Smart Image Click on the blue labels to locate them in the text.
Viewing Examples
Smart Image
  • PDF (Portable Document Format) file information extraction method and device and computer equipment
  • PDF (Portable Document Format) file information extraction method and device and computer equipment
  • PDF (Portable Document Format) file information extraction method and device and computer equipment

Examples

Experimental program
Comparison scheme
Effect test

Embodiment Construction

[0048] The present invention is further described below with reference to the accompanying drawings and specific embodiments of the specification, but will not limit the scope of the invention.

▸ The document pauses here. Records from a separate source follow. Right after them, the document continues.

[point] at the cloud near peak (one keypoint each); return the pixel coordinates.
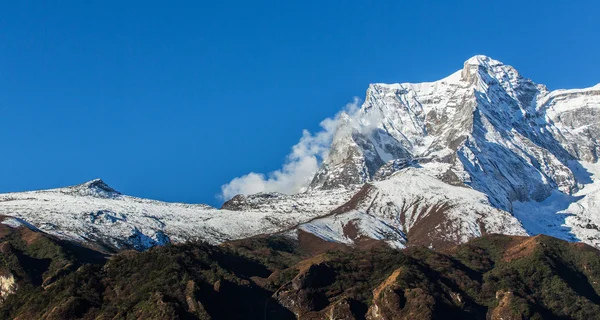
(300, 166)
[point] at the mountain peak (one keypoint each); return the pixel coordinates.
(97, 186)
(482, 60)
(481, 64)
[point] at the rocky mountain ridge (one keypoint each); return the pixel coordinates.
(483, 150)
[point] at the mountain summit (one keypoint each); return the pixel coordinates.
(484, 150)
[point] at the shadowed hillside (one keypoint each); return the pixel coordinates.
(493, 277)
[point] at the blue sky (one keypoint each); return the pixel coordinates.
(171, 102)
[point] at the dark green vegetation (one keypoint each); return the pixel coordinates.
(493, 277)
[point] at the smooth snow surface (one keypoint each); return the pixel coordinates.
(483, 150)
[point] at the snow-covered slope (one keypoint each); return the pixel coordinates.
(484, 127)
(483, 150)
(95, 214)
(414, 207)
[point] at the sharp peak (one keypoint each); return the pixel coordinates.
(481, 59)
(97, 184)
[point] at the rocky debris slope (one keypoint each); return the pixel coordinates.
(483, 150)
(484, 128)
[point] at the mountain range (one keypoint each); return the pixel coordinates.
(484, 150)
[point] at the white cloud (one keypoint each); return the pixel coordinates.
(300, 166)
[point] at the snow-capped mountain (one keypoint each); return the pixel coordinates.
(485, 128)
(483, 150)
(95, 214)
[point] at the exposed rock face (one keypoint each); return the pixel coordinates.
(8, 286)
(483, 128)
(483, 150)
(487, 125)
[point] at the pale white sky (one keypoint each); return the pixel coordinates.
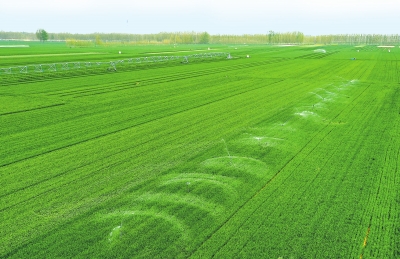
(214, 16)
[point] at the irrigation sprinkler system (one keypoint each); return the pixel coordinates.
(108, 65)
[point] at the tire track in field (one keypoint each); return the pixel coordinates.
(33, 109)
(249, 102)
(110, 133)
(176, 77)
(75, 74)
(275, 176)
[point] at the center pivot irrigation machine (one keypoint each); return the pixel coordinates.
(108, 65)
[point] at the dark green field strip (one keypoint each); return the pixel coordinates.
(31, 109)
(22, 183)
(225, 116)
(64, 134)
(179, 136)
(156, 80)
(135, 99)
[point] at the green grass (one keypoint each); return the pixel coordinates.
(288, 153)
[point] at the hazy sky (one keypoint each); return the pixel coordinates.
(214, 16)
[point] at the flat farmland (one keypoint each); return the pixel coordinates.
(290, 153)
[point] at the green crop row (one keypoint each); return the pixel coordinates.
(286, 154)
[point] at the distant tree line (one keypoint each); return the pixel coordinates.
(203, 37)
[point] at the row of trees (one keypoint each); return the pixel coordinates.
(203, 38)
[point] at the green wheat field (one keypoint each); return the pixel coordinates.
(291, 152)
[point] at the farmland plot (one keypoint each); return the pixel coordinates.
(293, 155)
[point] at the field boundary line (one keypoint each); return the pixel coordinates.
(33, 109)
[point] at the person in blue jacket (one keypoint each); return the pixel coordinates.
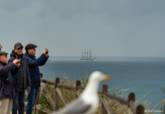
(7, 90)
(35, 74)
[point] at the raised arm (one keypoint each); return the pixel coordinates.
(7, 68)
(37, 62)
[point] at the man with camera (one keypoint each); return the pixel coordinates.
(35, 75)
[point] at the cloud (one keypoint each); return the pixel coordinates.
(108, 27)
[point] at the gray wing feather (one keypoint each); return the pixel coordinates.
(76, 107)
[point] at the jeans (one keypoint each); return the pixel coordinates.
(32, 99)
(18, 103)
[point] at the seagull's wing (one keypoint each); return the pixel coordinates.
(76, 107)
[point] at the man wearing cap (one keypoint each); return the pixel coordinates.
(35, 74)
(7, 90)
(21, 77)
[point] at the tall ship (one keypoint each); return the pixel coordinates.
(87, 55)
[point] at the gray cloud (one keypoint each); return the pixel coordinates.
(108, 27)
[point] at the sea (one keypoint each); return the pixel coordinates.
(145, 78)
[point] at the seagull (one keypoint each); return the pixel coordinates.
(88, 102)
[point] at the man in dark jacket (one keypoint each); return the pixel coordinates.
(21, 77)
(7, 90)
(35, 74)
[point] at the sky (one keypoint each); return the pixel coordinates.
(113, 28)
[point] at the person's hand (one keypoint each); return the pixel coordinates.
(46, 52)
(17, 62)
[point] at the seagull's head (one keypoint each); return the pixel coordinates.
(98, 76)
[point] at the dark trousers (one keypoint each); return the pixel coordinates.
(18, 103)
(32, 99)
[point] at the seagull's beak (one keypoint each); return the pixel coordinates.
(107, 77)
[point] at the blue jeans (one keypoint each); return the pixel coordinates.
(18, 103)
(32, 99)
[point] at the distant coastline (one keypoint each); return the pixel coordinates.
(109, 59)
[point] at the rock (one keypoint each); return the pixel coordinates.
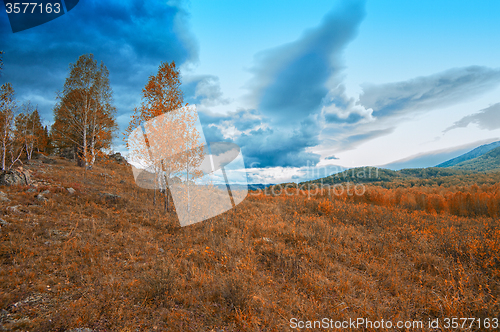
(68, 153)
(3, 197)
(14, 209)
(15, 177)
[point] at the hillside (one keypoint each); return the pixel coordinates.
(470, 155)
(89, 251)
(489, 161)
(431, 176)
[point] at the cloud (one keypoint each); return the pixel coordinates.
(203, 90)
(131, 38)
(488, 118)
(427, 92)
(340, 109)
(290, 81)
(433, 158)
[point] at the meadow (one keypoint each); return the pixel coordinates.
(120, 263)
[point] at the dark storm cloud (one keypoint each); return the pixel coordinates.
(130, 37)
(290, 80)
(425, 93)
(488, 118)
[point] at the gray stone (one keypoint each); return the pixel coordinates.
(118, 158)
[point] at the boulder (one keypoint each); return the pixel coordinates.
(15, 177)
(109, 197)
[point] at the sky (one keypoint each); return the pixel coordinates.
(304, 89)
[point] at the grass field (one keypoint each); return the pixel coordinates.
(86, 260)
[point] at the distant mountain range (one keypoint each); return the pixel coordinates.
(470, 161)
(463, 169)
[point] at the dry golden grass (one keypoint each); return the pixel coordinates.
(82, 260)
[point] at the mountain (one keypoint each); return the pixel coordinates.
(489, 161)
(477, 152)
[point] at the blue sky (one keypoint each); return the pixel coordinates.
(301, 88)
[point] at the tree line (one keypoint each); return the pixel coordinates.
(21, 129)
(84, 115)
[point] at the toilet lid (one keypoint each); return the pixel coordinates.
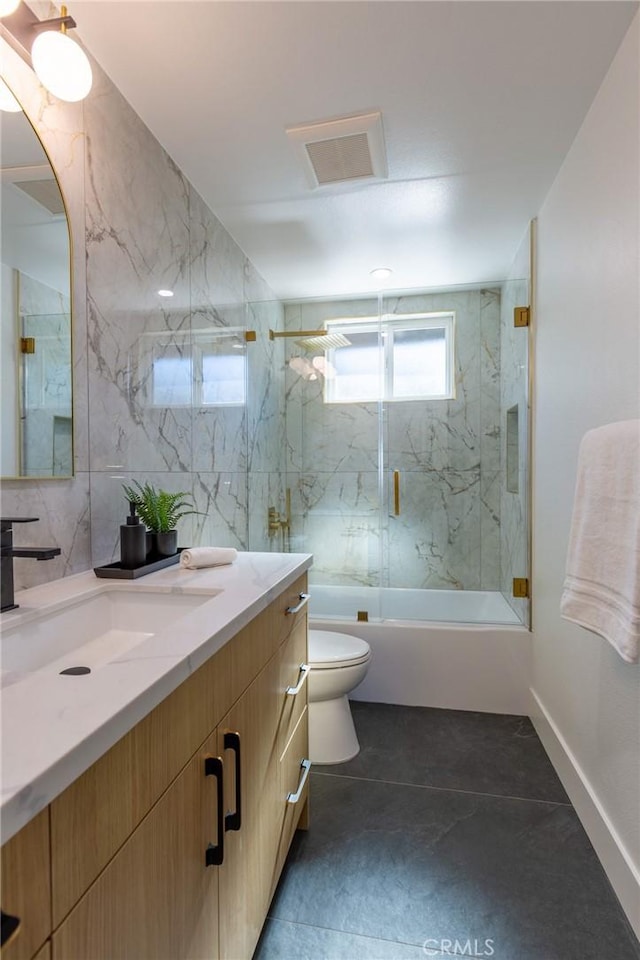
(329, 650)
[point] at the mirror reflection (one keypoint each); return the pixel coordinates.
(36, 420)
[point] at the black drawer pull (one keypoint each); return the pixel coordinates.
(214, 855)
(9, 927)
(233, 821)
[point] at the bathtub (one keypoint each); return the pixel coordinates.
(467, 651)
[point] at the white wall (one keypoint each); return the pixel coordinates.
(586, 700)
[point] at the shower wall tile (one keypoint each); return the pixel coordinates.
(336, 516)
(490, 439)
(447, 452)
(435, 542)
(265, 389)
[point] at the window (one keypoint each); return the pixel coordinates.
(206, 367)
(392, 358)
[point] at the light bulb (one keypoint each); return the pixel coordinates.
(61, 65)
(8, 102)
(8, 6)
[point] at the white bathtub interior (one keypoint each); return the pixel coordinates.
(477, 663)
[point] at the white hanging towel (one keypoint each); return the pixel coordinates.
(602, 583)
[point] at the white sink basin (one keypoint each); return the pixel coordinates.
(88, 631)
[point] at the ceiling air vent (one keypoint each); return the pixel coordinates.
(44, 192)
(340, 151)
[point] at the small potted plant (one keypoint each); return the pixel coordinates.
(160, 511)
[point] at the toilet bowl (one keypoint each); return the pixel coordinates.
(338, 663)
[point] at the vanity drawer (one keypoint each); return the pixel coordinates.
(293, 657)
(26, 888)
(284, 623)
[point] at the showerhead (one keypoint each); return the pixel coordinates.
(311, 340)
(327, 341)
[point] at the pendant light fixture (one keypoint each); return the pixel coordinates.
(60, 63)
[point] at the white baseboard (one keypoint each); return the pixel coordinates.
(618, 864)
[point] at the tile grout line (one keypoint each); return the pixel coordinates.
(426, 786)
(350, 933)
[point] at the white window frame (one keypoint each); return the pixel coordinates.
(388, 325)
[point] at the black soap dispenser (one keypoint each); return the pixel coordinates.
(133, 541)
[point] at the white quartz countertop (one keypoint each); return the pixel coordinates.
(54, 727)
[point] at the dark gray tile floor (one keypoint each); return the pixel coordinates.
(449, 834)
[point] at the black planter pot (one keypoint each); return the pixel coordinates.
(152, 544)
(167, 543)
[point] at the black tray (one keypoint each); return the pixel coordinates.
(116, 571)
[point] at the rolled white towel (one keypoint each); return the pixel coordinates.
(196, 557)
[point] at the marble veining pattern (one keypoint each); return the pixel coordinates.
(514, 561)
(448, 453)
(139, 226)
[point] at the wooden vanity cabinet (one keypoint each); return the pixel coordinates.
(26, 888)
(129, 878)
(157, 899)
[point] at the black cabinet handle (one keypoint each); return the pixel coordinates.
(9, 927)
(214, 855)
(233, 821)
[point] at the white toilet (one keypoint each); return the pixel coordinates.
(338, 663)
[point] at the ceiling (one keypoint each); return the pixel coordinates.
(480, 103)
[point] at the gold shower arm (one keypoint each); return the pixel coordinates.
(276, 334)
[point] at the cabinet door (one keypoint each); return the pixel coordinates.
(251, 791)
(26, 887)
(157, 898)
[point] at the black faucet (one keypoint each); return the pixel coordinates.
(8, 552)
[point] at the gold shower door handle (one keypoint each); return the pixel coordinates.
(396, 493)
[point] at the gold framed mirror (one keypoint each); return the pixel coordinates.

[0049] like figure 1 As shown, the PDF file information extraction method of this embodiment includes:

[0050] Step S1: Get the PDF file to be extracted, extract characters and lines in the PDF file;

[0051] Step S2: The simplest table in the PDF file is extracted according to the positional relationship between the extracted lines and the positions between the lines, and the simplest table is the outermost pattern of two or two connected to all lines;

[0052] Step S3: Determine the cell according to the shortest table line to determine the ultrasounder unit, recursive loop to extract the shortline of the nesting of each cell;

[0053] Step S4: The table character of each of the simplest tables is extracted from the character based on the coordinate position of the form lines of each o...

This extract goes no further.